Столько всего поменялось

Столько всего поменялось. Когда мне лет было, сколько сейчас моей дочери, услышь я из девичьих уст про «отбитые три конца», право, не знал бы, что и подумать, но уж точно никак не про заработки. Уж больно разбитные они нынче, на мой вкус. Разбитные и языкастые. У Антона Германовича, кстати сказать, старшая дочь, Нюша, такая же оторва, как и моя, даже побойчее и поскандальней моей будет. Иногда и через добротную кирпичную кладку ее слышно, будто кто радио приглушил. Впрочем, они, Кирсановы, все голосистые, разве что Антон Германович все больше отмалчивается, не участвует в перепалках.

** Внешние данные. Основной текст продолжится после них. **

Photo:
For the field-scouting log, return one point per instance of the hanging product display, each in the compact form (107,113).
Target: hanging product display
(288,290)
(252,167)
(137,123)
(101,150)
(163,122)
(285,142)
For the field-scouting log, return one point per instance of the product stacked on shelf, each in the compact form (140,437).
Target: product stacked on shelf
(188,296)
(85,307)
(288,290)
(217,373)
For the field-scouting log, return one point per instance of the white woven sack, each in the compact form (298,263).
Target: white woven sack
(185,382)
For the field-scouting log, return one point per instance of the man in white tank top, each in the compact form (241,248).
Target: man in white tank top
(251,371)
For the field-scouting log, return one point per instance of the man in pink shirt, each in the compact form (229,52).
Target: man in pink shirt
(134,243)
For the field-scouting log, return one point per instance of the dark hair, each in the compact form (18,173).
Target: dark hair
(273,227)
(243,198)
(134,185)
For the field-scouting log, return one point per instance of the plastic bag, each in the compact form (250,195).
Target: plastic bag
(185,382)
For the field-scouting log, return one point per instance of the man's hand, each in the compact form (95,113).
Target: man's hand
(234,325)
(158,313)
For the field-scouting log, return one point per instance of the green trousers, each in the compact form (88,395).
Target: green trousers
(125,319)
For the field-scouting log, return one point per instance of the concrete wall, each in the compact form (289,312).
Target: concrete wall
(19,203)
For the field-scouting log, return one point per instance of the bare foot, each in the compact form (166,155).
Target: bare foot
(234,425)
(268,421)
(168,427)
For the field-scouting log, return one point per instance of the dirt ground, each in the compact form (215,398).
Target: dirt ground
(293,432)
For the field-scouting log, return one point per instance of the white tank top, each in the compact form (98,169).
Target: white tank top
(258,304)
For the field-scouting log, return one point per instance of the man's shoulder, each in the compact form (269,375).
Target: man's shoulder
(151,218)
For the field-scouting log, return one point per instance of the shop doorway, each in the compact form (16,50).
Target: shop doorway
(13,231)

«Это все вы, ироды, голь перекатная, романтики гарнизонные с трехметровыми вашими засранными кухнями, где двум тараканам не разойтись, а вы еще танцульки умудрялись устраивать, это вы меня такой сделали, генеральская парочка, а теперь, видите ли, недовольны они! Да сказать кому стыдно! Я как Золушка.», – выдает Кирсановым время от времени их дочурка, так ни разу и не удосужившись просветить соседей: почему же она «как Золушка»? А ведь людям еще как интересно!

«Виновные установлены, дело за приговором, – пропускают звук стены. Голос грудной, низкий, боль с иронией – жуткий коктейль. – Ну давай, дочь любимая, огласи вердикт.»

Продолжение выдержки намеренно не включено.